Louis Helbig: aestheticising the unconscionable
Helbig writes of the image above: Booms confining bitumen floating near the edge of Syncrude's Aurora North tar pond. This is where industry suffered its most serious massive public relations setback in the spring of 2008 when someone alerted the public and the authorities to flocks of ducks landing on its surface. In this particular incident about 1,600 ducks were killed. Syncrude was convicted in 2010 of breaching both federal and provincial environmental reglations.

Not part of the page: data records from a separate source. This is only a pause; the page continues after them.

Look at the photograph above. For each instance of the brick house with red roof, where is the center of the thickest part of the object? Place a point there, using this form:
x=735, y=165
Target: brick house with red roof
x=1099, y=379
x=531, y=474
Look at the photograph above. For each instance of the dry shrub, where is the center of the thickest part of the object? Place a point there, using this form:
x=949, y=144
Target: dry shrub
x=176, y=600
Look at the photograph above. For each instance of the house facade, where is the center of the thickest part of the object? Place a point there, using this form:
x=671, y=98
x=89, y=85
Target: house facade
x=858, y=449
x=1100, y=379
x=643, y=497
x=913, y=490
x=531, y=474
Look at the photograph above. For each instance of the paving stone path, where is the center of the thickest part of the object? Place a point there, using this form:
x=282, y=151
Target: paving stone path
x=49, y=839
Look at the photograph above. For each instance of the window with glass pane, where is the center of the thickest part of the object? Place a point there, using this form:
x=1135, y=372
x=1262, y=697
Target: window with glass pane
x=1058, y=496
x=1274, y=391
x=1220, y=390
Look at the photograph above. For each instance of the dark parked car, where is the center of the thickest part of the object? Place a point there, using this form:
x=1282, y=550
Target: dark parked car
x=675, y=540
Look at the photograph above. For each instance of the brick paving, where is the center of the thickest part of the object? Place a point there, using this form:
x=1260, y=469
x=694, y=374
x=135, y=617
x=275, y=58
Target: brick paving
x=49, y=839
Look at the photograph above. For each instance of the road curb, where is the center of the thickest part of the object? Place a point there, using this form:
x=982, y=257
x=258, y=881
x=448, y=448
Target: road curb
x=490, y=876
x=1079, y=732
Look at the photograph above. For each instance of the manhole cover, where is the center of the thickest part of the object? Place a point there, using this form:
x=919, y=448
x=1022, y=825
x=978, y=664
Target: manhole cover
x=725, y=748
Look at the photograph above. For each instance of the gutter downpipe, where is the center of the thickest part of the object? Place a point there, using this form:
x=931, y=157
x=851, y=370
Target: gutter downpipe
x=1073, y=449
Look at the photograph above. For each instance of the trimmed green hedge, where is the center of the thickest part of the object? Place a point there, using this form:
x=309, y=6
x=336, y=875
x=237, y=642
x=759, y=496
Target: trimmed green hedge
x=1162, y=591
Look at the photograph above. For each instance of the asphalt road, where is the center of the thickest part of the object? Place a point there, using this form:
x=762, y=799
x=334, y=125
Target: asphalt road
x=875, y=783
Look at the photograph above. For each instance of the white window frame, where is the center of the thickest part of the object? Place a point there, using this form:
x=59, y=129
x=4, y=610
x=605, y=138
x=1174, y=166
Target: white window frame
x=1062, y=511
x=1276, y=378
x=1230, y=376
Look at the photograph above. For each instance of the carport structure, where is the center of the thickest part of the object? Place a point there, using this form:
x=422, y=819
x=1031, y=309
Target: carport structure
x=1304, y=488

He has a series of aerial photographs of the oil sands region, and although his view is activist, as one can see from the captions, the images are beautiful. How is it that our visual acuity has been trained to find abstraction so sublime. Context is removed and we gaze at such images with the appreciation other eras gave to flowers or girls with pearl earrings. This is precisely what is so dangerous about the removal of context, scale, consequences and facts. They are removed.
We need people such as Louis Helbig to keep explaining not just his photographs, but the abstract nature of the oil sands enterprise itself. Whatever it does there is a diagram on the map with pipelines dotted in to Texas, maybe to Prince Rupert and on to China. It is a series of mirrored glass office towers in Calgary and Houston. It is every plastic bag we throw hopefully into the recycling bin, it is the cloud of exhaust everytime we start our cars.